Yes. I think we've framed the conversation starting with the idea of balanced growth and profitability and sometimes I like to say, we've been doing it for several years. But I think the reality is you can see that Ken has been doing it for 10 years, if not 20 years. And we've been, I think, very straightforward that in some years, we see the opportunity within that framework to tilt the bias one direction or the other. This is a year that we think the tilt is towards the growth. As you start looking out at 2022 or 2023, I don't know that we're really, at this point, taking a position, if you will, one way or the other, in terms of whether it's a year that's more conducive to growth, or a year that's more conducive to profitability. That's kind of a wait and see, if you will. I don't think that it's just going to be a linear world for us in any way, shape or fashion as we go forward. And then, of course, is free cash flow margin, I think really does -- it ties to the growth in the billings number. It also ties to the continued improvement in that operating margin number. And so as such, it will be contingent upon where we're at within that framework each year between balanced growth and profitability.
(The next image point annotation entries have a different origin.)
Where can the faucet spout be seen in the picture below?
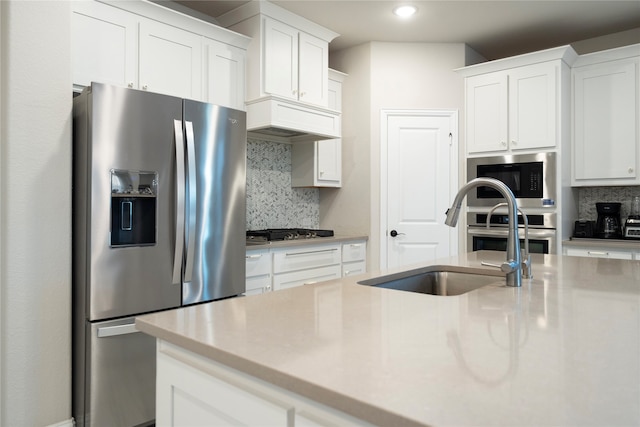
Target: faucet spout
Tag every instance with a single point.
(512, 267)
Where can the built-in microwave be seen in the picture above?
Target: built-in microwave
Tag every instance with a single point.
(531, 178)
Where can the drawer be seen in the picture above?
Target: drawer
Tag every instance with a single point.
(305, 277)
(354, 251)
(258, 262)
(305, 258)
(354, 268)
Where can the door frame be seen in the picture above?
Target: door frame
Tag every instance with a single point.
(385, 114)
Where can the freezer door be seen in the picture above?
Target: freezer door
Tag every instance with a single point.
(216, 207)
(119, 386)
(129, 135)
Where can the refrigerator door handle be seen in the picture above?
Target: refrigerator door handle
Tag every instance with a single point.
(111, 331)
(180, 190)
(191, 219)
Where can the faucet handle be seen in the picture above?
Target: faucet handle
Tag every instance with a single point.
(505, 267)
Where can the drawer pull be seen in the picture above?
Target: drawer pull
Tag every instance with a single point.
(311, 252)
(598, 253)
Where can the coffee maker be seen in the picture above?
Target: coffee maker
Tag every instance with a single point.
(632, 225)
(608, 225)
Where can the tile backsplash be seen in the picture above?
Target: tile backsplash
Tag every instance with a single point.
(271, 201)
(589, 196)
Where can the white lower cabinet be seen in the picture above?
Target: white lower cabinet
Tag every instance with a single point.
(354, 258)
(306, 265)
(282, 268)
(192, 390)
(258, 264)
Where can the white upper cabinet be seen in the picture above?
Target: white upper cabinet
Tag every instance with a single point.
(319, 163)
(104, 45)
(518, 104)
(170, 60)
(513, 109)
(606, 146)
(224, 74)
(296, 64)
(145, 46)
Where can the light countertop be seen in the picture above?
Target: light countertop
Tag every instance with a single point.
(562, 350)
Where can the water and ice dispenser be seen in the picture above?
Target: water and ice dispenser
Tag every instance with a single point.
(133, 208)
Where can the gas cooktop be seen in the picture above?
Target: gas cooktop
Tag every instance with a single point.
(272, 234)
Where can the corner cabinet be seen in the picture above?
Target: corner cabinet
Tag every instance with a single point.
(295, 63)
(319, 163)
(515, 104)
(286, 267)
(606, 114)
(145, 46)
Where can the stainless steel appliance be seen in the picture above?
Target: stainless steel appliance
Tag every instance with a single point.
(542, 232)
(271, 234)
(608, 225)
(531, 178)
(158, 222)
(632, 224)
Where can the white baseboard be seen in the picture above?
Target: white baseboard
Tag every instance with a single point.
(67, 423)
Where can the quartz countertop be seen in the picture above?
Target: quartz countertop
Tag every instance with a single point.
(304, 242)
(564, 349)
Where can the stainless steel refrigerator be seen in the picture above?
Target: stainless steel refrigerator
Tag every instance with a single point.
(158, 223)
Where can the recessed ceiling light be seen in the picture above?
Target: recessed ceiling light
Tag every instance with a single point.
(405, 11)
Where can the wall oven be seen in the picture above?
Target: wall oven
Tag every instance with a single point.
(531, 178)
(542, 232)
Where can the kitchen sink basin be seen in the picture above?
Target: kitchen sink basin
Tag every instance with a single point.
(444, 281)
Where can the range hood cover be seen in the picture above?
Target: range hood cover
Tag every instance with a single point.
(279, 119)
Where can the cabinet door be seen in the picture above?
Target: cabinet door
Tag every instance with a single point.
(224, 75)
(170, 60)
(313, 75)
(606, 114)
(280, 59)
(329, 162)
(486, 99)
(104, 45)
(532, 107)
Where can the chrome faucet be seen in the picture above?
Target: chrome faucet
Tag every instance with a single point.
(526, 257)
(512, 266)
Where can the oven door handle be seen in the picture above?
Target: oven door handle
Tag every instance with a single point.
(535, 233)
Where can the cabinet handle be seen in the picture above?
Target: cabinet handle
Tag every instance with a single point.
(310, 252)
(598, 253)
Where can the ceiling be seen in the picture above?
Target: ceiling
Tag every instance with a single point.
(495, 29)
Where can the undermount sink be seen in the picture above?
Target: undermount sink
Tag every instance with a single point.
(437, 280)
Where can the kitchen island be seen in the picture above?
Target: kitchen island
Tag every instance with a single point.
(562, 350)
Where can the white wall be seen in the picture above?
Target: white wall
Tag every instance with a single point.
(35, 213)
(384, 76)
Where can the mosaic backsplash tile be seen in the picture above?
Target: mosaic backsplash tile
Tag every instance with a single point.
(271, 202)
(589, 196)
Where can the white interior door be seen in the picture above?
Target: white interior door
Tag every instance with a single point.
(420, 152)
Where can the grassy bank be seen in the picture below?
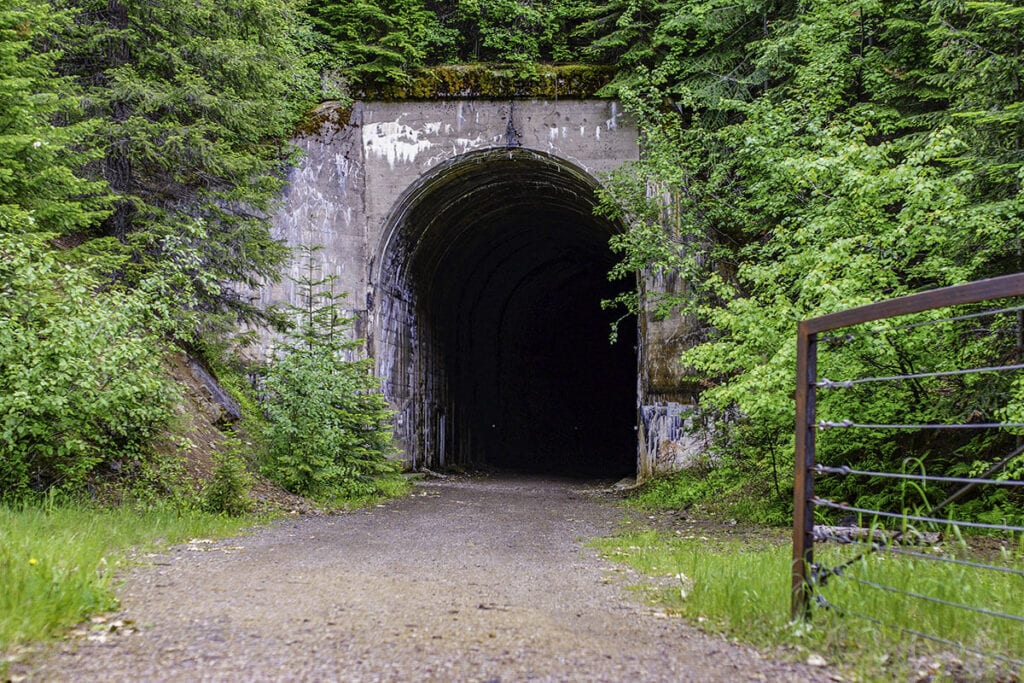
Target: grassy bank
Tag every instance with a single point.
(58, 563)
(740, 589)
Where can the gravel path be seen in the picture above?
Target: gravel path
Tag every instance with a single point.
(475, 580)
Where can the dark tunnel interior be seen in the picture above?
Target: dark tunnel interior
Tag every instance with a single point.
(508, 281)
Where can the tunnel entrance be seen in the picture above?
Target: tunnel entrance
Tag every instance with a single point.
(491, 333)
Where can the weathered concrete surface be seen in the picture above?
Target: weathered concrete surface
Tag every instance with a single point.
(413, 203)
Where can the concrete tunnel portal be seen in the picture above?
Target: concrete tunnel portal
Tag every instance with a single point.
(487, 321)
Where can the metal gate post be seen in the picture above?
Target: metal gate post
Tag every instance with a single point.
(803, 486)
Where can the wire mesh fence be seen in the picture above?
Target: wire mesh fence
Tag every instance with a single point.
(909, 480)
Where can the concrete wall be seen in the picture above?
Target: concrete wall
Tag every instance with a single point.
(360, 164)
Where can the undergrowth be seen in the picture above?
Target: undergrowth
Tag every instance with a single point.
(58, 562)
(717, 492)
(740, 589)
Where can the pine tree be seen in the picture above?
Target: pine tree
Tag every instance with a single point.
(192, 102)
(377, 41)
(37, 158)
(330, 430)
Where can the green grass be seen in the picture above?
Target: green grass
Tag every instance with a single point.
(57, 563)
(741, 590)
(716, 493)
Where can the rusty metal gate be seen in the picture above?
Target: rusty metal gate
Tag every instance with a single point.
(906, 531)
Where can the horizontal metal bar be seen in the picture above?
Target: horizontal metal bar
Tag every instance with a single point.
(825, 383)
(825, 503)
(822, 469)
(929, 598)
(922, 324)
(982, 290)
(881, 548)
(848, 424)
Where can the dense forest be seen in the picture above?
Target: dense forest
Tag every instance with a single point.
(799, 158)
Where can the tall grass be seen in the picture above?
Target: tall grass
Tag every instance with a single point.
(742, 590)
(57, 563)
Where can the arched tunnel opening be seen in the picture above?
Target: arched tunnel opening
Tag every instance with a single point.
(499, 266)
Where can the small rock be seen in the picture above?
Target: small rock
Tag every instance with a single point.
(816, 660)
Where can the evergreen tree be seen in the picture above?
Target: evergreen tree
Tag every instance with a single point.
(378, 41)
(38, 159)
(330, 431)
(192, 102)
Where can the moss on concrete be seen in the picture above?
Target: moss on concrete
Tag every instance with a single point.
(497, 81)
(333, 115)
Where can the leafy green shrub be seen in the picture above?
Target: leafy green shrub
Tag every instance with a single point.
(227, 491)
(329, 430)
(82, 389)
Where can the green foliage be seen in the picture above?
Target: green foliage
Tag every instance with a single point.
(37, 159)
(329, 431)
(740, 589)
(805, 158)
(82, 389)
(190, 103)
(58, 562)
(720, 489)
(227, 489)
(377, 41)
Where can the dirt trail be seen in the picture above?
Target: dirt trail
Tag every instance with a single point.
(476, 580)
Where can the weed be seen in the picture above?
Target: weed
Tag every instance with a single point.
(57, 560)
(741, 591)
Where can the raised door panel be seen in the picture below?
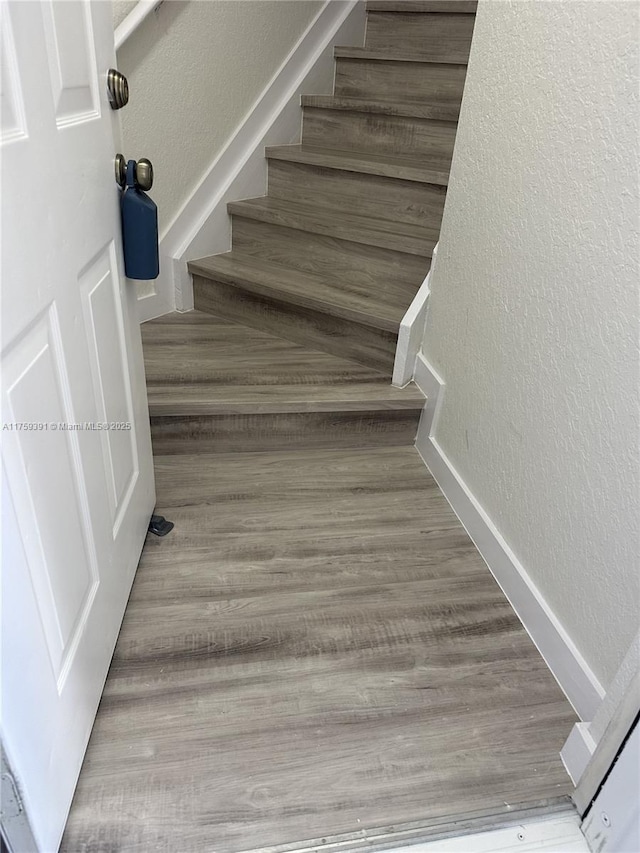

And I would add to that. I think the other part of that long-term target is the Rule of 40. And the fact that between revenue growth and operating margin, we would expect those 2 to add up to at least 40x as they have 9 out of the last 11 years. And expect to see it in '21 based on our guidance. So with that, I'd like to thank everyone for attending today's Analyst Day. As I noted earlier, a replay of this event, along with copies of all the slide decks and transcripts of the events will be posted to the Investor Relations website. Hopefully, please, and we'll get them there as quickly as I can. With that, thank you very much. Have a great day. If you have any follow-up questions, please feel free to reach out to me, and I appreciate you for attending. Thank you very much. Have a good day.